Ils ignorent la suite donnée à leurs recommandations
Le Bureau du coroner se base sur la bonne foi des organisations pour que ses propositions soient considérées
QUÉBEC | Un cafouillage règne au Bureau du coroner, qui ignore le véritable suivi accordé à ses recommandations. La situation ne peut plus durer, affirment d’une même voix des proches de défunts et des coroners.
Mise en place il y a 30 ans, la Loi sur la recherche des causes et circonstances des décès n’exige aucune reddition de compte de la part des organismes publics ou privés faisant l’objet d’un rapport du coroner. Rien ne les oblige à prendre connaissance du document ni à donner suite aux recommandations les visant.
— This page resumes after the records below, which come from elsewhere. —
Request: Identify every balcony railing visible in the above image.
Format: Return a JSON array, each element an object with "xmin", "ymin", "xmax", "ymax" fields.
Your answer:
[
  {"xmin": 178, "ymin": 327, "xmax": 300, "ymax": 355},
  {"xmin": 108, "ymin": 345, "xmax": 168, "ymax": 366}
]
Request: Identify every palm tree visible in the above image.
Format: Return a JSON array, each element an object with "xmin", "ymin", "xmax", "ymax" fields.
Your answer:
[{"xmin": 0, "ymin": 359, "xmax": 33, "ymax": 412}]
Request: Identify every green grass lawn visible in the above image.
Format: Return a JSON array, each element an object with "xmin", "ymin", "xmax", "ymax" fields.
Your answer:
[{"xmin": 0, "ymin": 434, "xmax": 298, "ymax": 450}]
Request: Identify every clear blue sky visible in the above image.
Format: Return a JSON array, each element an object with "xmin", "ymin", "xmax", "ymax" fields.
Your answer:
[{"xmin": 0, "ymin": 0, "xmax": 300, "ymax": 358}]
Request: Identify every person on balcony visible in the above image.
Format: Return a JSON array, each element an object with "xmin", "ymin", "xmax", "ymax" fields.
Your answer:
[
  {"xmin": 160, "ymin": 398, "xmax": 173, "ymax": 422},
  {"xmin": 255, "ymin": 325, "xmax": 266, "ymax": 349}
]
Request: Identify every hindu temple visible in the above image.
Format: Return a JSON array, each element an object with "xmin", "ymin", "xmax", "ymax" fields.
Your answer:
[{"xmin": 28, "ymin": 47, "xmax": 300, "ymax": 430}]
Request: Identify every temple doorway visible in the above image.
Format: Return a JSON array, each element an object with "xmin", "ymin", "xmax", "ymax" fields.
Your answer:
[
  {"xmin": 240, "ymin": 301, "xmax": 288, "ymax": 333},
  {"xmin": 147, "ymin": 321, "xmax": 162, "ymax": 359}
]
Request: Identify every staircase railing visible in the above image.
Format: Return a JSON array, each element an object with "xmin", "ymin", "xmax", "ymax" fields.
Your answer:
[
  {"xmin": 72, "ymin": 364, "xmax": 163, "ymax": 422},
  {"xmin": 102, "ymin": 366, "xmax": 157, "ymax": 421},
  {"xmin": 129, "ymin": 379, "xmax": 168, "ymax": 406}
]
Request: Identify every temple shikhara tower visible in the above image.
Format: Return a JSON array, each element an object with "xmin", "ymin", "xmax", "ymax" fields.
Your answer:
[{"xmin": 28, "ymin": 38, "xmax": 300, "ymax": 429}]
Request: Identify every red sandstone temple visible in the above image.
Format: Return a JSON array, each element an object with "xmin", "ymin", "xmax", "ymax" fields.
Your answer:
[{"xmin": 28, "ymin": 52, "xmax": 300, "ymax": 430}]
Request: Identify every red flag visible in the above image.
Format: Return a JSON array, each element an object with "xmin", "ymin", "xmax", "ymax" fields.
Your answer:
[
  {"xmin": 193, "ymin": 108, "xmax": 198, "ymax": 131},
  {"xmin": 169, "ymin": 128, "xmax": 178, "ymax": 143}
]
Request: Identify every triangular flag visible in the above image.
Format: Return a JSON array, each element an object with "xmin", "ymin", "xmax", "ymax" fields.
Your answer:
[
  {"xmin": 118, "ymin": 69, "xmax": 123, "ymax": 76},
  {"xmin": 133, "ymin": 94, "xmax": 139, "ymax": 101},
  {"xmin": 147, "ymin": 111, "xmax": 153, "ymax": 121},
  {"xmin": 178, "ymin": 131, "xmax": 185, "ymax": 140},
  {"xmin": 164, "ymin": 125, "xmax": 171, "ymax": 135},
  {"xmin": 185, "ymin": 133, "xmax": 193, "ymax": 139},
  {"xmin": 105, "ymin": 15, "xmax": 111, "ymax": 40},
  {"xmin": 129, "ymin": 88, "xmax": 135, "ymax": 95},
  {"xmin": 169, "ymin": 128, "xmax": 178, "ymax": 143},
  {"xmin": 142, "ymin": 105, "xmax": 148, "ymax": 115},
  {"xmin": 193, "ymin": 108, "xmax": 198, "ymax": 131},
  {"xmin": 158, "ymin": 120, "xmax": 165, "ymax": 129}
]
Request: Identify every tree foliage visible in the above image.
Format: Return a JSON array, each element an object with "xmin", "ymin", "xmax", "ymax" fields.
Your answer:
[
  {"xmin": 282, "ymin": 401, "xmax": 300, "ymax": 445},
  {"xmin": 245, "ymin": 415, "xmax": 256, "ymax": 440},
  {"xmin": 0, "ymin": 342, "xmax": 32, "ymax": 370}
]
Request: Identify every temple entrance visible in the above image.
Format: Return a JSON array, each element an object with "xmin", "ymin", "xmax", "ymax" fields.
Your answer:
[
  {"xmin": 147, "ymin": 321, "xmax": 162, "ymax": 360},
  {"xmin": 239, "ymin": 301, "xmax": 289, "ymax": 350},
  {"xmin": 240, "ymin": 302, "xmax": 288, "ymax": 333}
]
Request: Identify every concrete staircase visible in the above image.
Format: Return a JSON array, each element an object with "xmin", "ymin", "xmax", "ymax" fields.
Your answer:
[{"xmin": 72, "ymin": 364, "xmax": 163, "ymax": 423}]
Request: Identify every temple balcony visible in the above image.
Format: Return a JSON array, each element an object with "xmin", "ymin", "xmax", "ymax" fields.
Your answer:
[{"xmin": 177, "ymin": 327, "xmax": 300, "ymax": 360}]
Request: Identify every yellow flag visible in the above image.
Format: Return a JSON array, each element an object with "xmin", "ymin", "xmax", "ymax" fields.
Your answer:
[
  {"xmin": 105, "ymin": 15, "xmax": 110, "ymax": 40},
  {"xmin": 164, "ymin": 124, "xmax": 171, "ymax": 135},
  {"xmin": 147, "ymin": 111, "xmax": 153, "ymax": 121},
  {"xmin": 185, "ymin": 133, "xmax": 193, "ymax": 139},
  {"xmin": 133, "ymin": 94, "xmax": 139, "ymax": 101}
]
« C’est un non-sens. C’est une incohérence qui est complètement folle », peste Pierre Magloire, dont le frère, Alain, est mort en 2014 sous des tirs policiers à Montréal.
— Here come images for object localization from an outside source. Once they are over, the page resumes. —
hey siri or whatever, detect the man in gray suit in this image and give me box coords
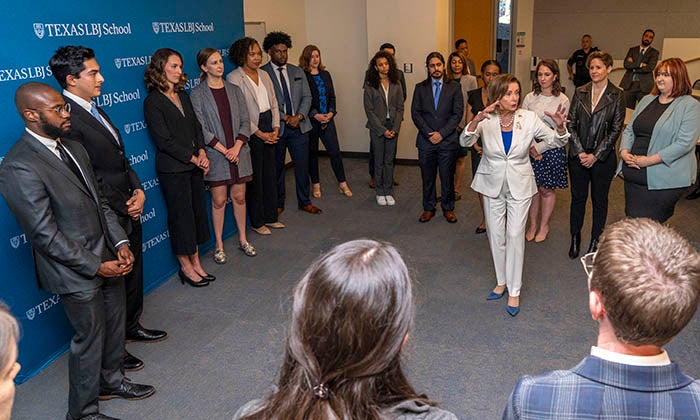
[0,83,154,420]
[261,31,322,214]
[620,29,660,109]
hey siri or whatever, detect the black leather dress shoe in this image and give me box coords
[569,233,581,259]
[123,351,144,371]
[77,414,122,420]
[686,188,700,200]
[125,325,168,343]
[99,378,156,401]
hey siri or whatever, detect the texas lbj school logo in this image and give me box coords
[114,58,122,69]
[26,295,61,320]
[10,233,28,249]
[152,22,160,34]
[33,23,45,39]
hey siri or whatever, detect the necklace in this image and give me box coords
[498,112,514,128]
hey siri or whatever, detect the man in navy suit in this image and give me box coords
[411,52,463,223]
[261,31,321,215]
[49,46,167,373]
[503,218,700,419]
[0,83,155,420]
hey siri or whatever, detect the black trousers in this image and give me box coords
[418,144,457,212]
[309,119,346,184]
[568,155,616,240]
[123,219,143,333]
[158,169,210,255]
[62,278,125,419]
[623,81,646,109]
[246,136,278,227]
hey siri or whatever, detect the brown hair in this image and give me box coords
[591,218,700,346]
[586,50,613,69]
[229,37,260,68]
[533,59,562,96]
[446,52,468,79]
[299,45,325,72]
[196,47,219,81]
[144,48,187,93]
[487,74,522,108]
[239,239,433,420]
[651,57,692,97]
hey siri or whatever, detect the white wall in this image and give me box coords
[305,0,368,156]
[245,0,452,159]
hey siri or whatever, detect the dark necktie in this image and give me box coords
[56,141,88,190]
[278,67,293,116]
[434,81,441,110]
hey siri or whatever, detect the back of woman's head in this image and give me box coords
[0,303,19,374]
[242,239,424,420]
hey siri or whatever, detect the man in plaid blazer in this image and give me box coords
[503,218,700,419]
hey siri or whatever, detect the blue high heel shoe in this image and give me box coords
[506,305,520,317]
[486,288,506,300]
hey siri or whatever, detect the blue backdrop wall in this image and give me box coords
[0,2,245,383]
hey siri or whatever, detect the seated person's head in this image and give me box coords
[244,239,427,420]
[0,304,20,420]
[590,218,700,347]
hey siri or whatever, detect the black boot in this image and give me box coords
[586,238,599,254]
[569,233,581,259]
[687,188,700,200]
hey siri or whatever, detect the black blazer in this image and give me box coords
[620,46,660,93]
[0,134,127,294]
[567,80,626,162]
[305,70,337,120]
[63,95,141,223]
[144,90,206,173]
[410,78,464,150]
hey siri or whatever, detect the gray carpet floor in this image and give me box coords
[12,156,700,420]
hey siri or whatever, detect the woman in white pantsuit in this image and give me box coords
[460,74,569,316]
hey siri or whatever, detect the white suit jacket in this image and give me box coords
[459,109,569,200]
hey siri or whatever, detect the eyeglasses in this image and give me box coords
[30,103,71,115]
[580,252,597,279]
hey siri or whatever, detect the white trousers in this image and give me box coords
[482,179,532,297]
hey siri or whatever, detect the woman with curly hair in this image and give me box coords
[233,239,458,420]
[363,51,404,206]
[143,48,213,287]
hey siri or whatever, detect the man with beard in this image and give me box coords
[411,52,464,223]
[620,29,660,109]
[0,83,155,420]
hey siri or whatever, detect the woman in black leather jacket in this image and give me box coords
[566,51,625,259]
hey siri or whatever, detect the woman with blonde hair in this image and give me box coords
[0,304,20,420]
[461,74,569,316]
[233,240,457,420]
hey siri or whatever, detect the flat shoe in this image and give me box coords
[239,242,257,257]
[252,225,271,235]
[376,195,387,206]
[213,249,227,264]
[265,222,285,229]
[385,195,395,206]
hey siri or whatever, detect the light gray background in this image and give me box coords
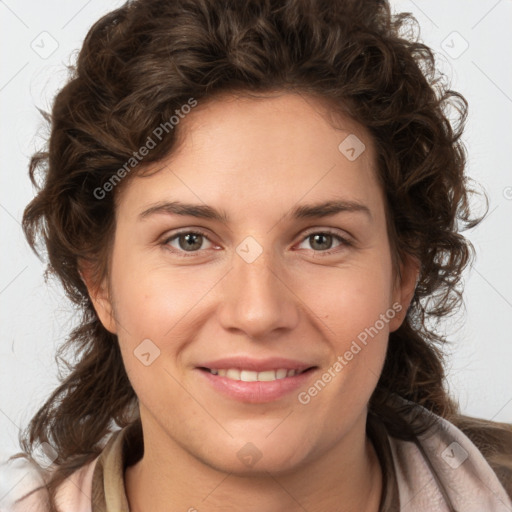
[1,0,511,461]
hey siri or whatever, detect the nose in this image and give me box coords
[217,248,300,341]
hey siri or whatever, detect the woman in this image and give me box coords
[7,0,512,510]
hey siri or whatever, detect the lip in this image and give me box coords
[195,357,317,404]
[197,356,314,372]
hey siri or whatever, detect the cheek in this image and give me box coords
[298,258,395,341]
[108,261,194,416]
[294,262,394,425]
[107,250,222,396]
[109,248,213,342]
[292,253,395,406]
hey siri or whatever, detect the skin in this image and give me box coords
[86,91,418,512]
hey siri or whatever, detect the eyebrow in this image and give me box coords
[290,200,372,221]
[138,199,372,223]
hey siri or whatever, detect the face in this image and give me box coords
[89,92,417,474]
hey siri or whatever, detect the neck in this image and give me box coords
[125,411,382,512]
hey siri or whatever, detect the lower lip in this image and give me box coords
[197,369,315,403]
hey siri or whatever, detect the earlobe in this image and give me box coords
[389,254,420,332]
[78,263,118,334]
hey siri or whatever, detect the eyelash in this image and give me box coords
[161,229,352,257]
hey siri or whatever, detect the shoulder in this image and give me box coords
[53,458,98,512]
[451,415,512,498]
[1,426,133,512]
[0,455,98,512]
[383,394,512,509]
[0,456,48,512]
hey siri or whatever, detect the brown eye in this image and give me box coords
[296,230,351,254]
[308,233,334,251]
[164,231,214,254]
[177,233,204,251]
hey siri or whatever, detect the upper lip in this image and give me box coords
[197,357,316,372]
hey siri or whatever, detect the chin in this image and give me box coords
[198,436,312,476]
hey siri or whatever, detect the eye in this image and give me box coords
[296,230,351,254]
[163,230,216,255]
[161,229,351,257]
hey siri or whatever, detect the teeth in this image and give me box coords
[240,370,258,382]
[207,368,306,381]
[257,370,277,382]
[226,369,240,380]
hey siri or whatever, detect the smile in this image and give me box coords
[203,368,310,381]
[197,363,317,403]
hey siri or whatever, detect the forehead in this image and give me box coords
[117,91,383,223]
[177,91,373,166]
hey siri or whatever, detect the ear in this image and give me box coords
[388,253,420,332]
[78,261,117,334]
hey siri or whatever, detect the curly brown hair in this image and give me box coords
[20,0,488,506]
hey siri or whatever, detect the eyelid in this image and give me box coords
[160,227,353,256]
[295,228,353,252]
[161,228,217,255]
[162,227,210,240]
[299,227,353,241]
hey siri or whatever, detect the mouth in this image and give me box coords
[195,359,318,403]
[198,367,315,382]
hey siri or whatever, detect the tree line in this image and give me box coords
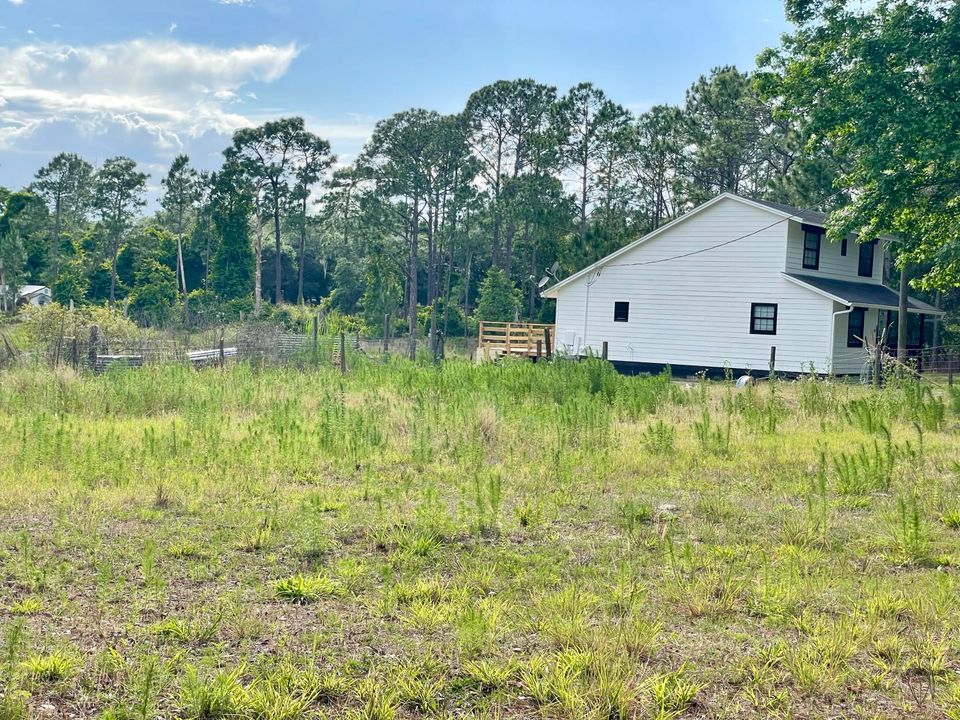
[1,0,956,357]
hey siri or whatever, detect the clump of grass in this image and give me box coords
[645,664,705,717]
[940,508,960,530]
[8,597,42,616]
[514,496,541,528]
[462,658,517,691]
[238,516,273,552]
[275,573,343,603]
[167,540,206,560]
[890,494,932,565]
[617,498,653,541]
[693,409,731,456]
[179,665,245,719]
[20,650,77,682]
[349,678,399,720]
[641,419,675,454]
[832,435,895,495]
Le coroner Luc Malouin a enquêté sur ce décès. Plusieurs des recommandations émises alors sont demeurées lettre morte. « Au moment du rapport, avec les recommandations, je me disais : wow ! Alain ne sera pas mort en vain. Aujourd’hui, je regarde : le rapport a été tabletté. »
Pierre Magloire milite pour que les organisations aient la responsabilité de mettre en action ce que les coroners proposent. Même discours du côté de Marc Brunelle, dont le fils Thomas a été frappé par un train en 2011, à Saint-Tite. Aussi dans ce cas, la recommandation n’a pas été suivie.
« Le coroner devrait avoir un pouvoir exécutoire et, pour moi, c’est un combat à vie », lance l’homme, qui souhaite que des sanctions s’appliquent en cas de manquement.
APPEL AU CHANGEMENT
Actuellement, le Bureau du coroner se base sur la bonne foi des organisations pour que ses recommandations soient considérées. « On n’a pas le pouvoir de dire : vous devez nous répondre et vous devez nous dire ce que vous avez fait de notre recommandation. Et ça, je trouve ça malheureux », avance la coroner en chef Pascale Descary.
Pour la dizaine de coroners interrogés par Le Journal aux fins de cette enquête, il est temps de serrer la vis. « Ce n’est plus suffisant, un accusé de réception », statue le coroner Jacques Ramsay.
OUTILS DÉFICIENTS
Il est ainsi difficile pour le Bureau du coroner de connaître l’issue exacte de son travail. En 2015, il s’est basé sur des correspondances fournies de bonne foi par les organisations visées pour affirmer que 38 % des recommandations auraient été appliquées. Mais, avant l’enquête du Journal, personne n’avait vérifié si elles l’étaient vraiment.
Le ministère de la Sécurité publique, dont relève le Bureau du coroner, se base aussi sur ces correspondances pour dresser un résumé du suivi des recommandations dans le cadre de l’étude des crédits. Après vérification toutefois, ce document est vague, présente plusieurs lacunes et ne permet pas de démontrer ce qu’il est véritablement advenu des propositions.